まず、大量のけん銃及び実包等の隠匿所持事案の動機についてみるに、その隠匿状況及び判示の発砲事件における使用状況に鑑みると、その目的は、被告人らの考えと相いれない者を威嚇若しくは攻撃するために所持していたものと推認し得るのであり(なお、被告人は、大量のけん銃及び実包等を所持していた動機について、「有事の際、つまり国体を脅かすものがあらわれて国内の秩序が混乱した場合に使用するためであつた。」などと述べているが、その動機付けが現在の国内情勢と著しく齟齬していることは措くとしても)、厳重にその所持が禁止されている法制下においては、いかなる理由があつたとしても被告人の行為は断じて許されないものというべきである。次に、右一連の発砲事件の犯行に至る経緯及び動機形成についてみるに、拘置支所に対する発砲事件においては、拘置支所側が接見を許可しなかつた理由が、接見希望者が日本語を解しない者であり、事前に通訳人の手当てなどの連絡がなかつたからであつて、右拘置支所側の対応には特段違法、不当な点は見受けられず、また、長崎新聞社及び長崎地方裁判所に対する発砲事件についても、長崎新聞社が意見広告掲載申込みを拒否し、長崎地方裁判所が右新聞社を被告とした訴えを棄却したことに被告人らが憤慨したものであるが、長崎新聞社が独自の判断で右意見広告掲載申込みを拒否したことについて、相当な手段、方法によつて被告人らの立場からこれを不当と批判することはもとより許されるものであり、また、裁判に対する不服がある場合には、あくまでも訴訟手続上保障されている不服申立手続によるべきであるのはいうまでもないところ、被告人は、これら拘置支所、新聞社及び裁判所の対応に対して憤慨し、自己の考えを受け入れないものとして一方的に不当と決めつけ、こともあろうにけん銃を使用してこれに暴力的に報復するなどということは、法治社会においては断じて許されないところであつて、これら犯行動機には全く酌量の余地はない。

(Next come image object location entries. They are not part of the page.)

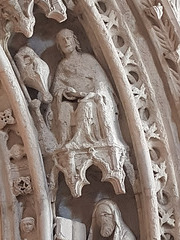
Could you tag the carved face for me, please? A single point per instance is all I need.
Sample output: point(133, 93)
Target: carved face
point(65, 39)
point(105, 220)
point(27, 224)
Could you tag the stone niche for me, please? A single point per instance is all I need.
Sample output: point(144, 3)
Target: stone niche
point(73, 204)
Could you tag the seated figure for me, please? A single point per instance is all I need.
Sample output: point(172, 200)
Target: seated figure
point(85, 113)
point(108, 224)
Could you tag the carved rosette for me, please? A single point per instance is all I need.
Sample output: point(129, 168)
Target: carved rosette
point(22, 186)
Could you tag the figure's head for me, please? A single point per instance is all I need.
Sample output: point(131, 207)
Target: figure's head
point(67, 41)
point(27, 224)
point(105, 219)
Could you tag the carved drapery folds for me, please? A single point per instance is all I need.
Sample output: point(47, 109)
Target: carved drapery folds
point(68, 121)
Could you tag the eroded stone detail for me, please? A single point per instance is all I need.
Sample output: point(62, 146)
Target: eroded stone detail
point(150, 120)
point(22, 186)
point(86, 114)
point(6, 118)
point(27, 227)
point(34, 72)
point(17, 152)
point(107, 222)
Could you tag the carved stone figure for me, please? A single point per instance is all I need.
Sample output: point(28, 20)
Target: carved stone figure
point(107, 223)
point(84, 99)
point(34, 71)
point(85, 119)
point(27, 224)
point(27, 227)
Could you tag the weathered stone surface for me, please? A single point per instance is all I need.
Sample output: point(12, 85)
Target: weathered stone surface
point(93, 100)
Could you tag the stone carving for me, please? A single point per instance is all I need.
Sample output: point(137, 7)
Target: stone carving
point(6, 118)
point(86, 117)
point(34, 72)
point(22, 186)
point(27, 227)
point(16, 16)
point(159, 10)
point(17, 152)
point(47, 140)
point(107, 222)
point(175, 5)
point(27, 224)
point(53, 9)
point(67, 229)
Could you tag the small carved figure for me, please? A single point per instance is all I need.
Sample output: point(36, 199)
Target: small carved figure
point(34, 72)
point(6, 118)
point(107, 223)
point(27, 227)
point(27, 224)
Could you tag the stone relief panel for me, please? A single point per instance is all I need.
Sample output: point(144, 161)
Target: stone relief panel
point(81, 122)
point(77, 122)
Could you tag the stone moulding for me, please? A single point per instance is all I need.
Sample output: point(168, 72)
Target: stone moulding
point(156, 187)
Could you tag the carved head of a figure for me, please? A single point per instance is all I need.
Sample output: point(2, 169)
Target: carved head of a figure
point(67, 41)
point(105, 220)
point(27, 224)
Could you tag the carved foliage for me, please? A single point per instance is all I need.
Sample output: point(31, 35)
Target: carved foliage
point(152, 130)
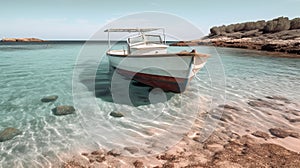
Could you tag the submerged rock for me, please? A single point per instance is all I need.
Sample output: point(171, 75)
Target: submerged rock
point(132, 149)
point(9, 133)
point(138, 164)
point(49, 98)
point(63, 110)
point(261, 134)
point(280, 133)
point(116, 114)
point(114, 152)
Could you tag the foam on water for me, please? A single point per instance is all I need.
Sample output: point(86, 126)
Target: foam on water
point(30, 72)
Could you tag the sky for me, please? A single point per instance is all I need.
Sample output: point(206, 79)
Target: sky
point(80, 19)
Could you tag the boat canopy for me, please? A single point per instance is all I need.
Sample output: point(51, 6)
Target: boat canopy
point(133, 29)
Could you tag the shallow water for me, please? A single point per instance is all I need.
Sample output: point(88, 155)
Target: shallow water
point(32, 71)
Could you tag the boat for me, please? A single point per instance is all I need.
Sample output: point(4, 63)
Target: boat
point(146, 59)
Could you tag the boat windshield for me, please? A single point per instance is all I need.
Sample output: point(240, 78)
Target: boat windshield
point(145, 39)
point(136, 40)
point(156, 39)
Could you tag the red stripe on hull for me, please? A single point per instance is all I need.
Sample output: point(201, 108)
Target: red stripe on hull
point(166, 83)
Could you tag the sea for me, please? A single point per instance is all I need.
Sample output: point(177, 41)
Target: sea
point(154, 120)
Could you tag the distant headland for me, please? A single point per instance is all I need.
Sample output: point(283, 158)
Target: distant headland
point(21, 40)
point(280, 35)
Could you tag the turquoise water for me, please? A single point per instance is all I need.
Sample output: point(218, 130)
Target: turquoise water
point(32, 71)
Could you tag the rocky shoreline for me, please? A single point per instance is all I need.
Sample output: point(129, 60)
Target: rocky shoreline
point(21, 40)
point(280, 35)
point(234, 143)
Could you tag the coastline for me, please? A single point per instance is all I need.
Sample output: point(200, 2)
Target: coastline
point(234, 143)
point(244, 43)
point(277, 37)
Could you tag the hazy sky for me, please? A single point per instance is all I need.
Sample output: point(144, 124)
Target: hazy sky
point(79, 19)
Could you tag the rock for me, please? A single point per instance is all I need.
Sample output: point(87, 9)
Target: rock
point(63, 110)
point(9, 133)
point(278, 98)
point(264, 104)
point(114, 152)
point(100, 158)
point(226, 106)
point(280, 133)
point(261, 134)
point(138, 164)
point(292, 120)
point(21, 40)
point(294, 134)
point(97, 152)
point(277, 25)
point(132, 150)
point(84, 154)
point(49, 98)
point(116, 114)
point(197, 139)
point(295, 23)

そして、本件一連の発砲事案は、あらかじめけん銃及び実包を準備した上、自己の配下にある正気塾塾生らに指示し、同塾生らに敢行させたものであり、大量のけん銃等の所持事案についても、被告人が大量のけん銃を入手した後、長期間にわたり、自己若しくは正気塾塾生らに指示し、あるいは情を知らない第三者に依頼して、隠匿場所を変えるなどして所持していたもので、本件全事案は、被告人及びその配下の正気塾塾生らによる組織的、計画的犯行であることが明らかであつて、加えて、発砲事件に使用したけん銃について、その銃身をはずしたり、あるいは、けん銃自体を処分したり、また、実行担当者から硝煙反応が検出されないように工作し、さらに、被告人が所用で不在中に実行されるなど正気塾の幹部である被告人に責任が及ばないように巧妙に手当てされている等、その犯行態様は極めて悪質かつ卑劣であるのみならず、本件一連の発砲事件の背景には、真正けん銃を含む大量のけん銃及び実包の隠匿所持という本件所持事案があり、右けん銃は常に使用される可能性のある状態で隠匿所持されていたものであつて、現実に本件一連の発砲事件に使用されており、一歩間違えば人身殺傷の結果を招来した可能性は否定できず、本件発砲事件における現実の銃器使用の危険性は論を待たないところ、これらの使用状況さらには前記本件けん銃等の所持目的に照らすと、人身に向けて使用される事態も予想できなくはないのであつて、被告人の本件大量のけん銃等の所持は、人の生命身体等に対する危険性も極めて高く社会治安の面からも厳しく非難されるべきである。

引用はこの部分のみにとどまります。